In een woningmarkt met een tendens naar natuurrijk wonen en met een schaars aanbod, is het vanzelfsprekend dat projectontwikkelaars op deze vraag in willen spelen. Tot enkele jaren terug werd de aanleg van groen en water bij de ontwikkeling van een nieuw woongebied door de gemeente verzorgd. De kosten van de aanleg kwamen terug in de grondexploitatie en werden gedekt door opbrengsten uit de kavelverkoop. Echter, als gevolg van het veranderde ruimtelijk beleid, waarin de actieve rol van gemeenten op het gebied van grondbeleid heeft plaatsgemaakt voor een meer passief beleid, heeft de rol van projectontwikkelaars zich steeds meer ontwikkeld tot gebiedsontwikkelaar. Als een ontwikkelaar gebiedsontwikkeling op zich wil nemen moet de aanleg van water en groen in financieel opzicht concurreren met 'opbrengstendragers', zoals uitgifte voor woningbouw en andere commerciële functies. Zij is dus een ‘kostencomponent’.
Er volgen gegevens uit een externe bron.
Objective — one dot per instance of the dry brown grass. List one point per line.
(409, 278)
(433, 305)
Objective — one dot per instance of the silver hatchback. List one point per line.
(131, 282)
Een recente studie van het Ruimtelijk Planbureau (RPB, 2006) lijkt uit te wijzen dat openbaar groen, water en voorzieningen een waardeverhogend of prijsverhogend effect hebben op woningen. De vraag die dan rijst is of het waardeverhogende effect opweegt tegen de extra ruimte en dus extra kosten die deze voorzieningen in beslag nemen.

In dit verband zijn de begrippen value capturing of value engineering van belang. “Bij value capturing gaat het om het principe dat de toekomstige baten van een project ‘gevangen’

worden om de huidige kosten te kunnen dekken “(Huisman, 2006, p. 5). Met het oog op de kosten van aanleg, plus een extra ruimtebeslag dat ten koste gaat van het aantal woningen, kan de verrekening van deze kosten met het waardevermeerderende effect (opbrengsten) van openbaar groen en water gezien worden als een vorm van value capturing. Met andere woorden: Kan met minder woningen en meer groen en water hetzelfde financiële resultaat worden behaald? Zeker in een krappe woning- of vastgoedmarkt, zullen groen en water niet op de voorhand die concurrentieslag winnen.

(14)

1.5 Doel- en vraagstelling

De aanleg van groen en water bij de ontwikkeling van een nieuw woongebied moet in financieel opzicht concurreren met 'opbrengstendragers', zoals uitgifte voor woningbouw en andere commerciële functies. Toch dragen groen en water in hoge mate bij aan de gevraagde kwaliteit van de woonomgeving en bepalen daarmee de prijs van een woning.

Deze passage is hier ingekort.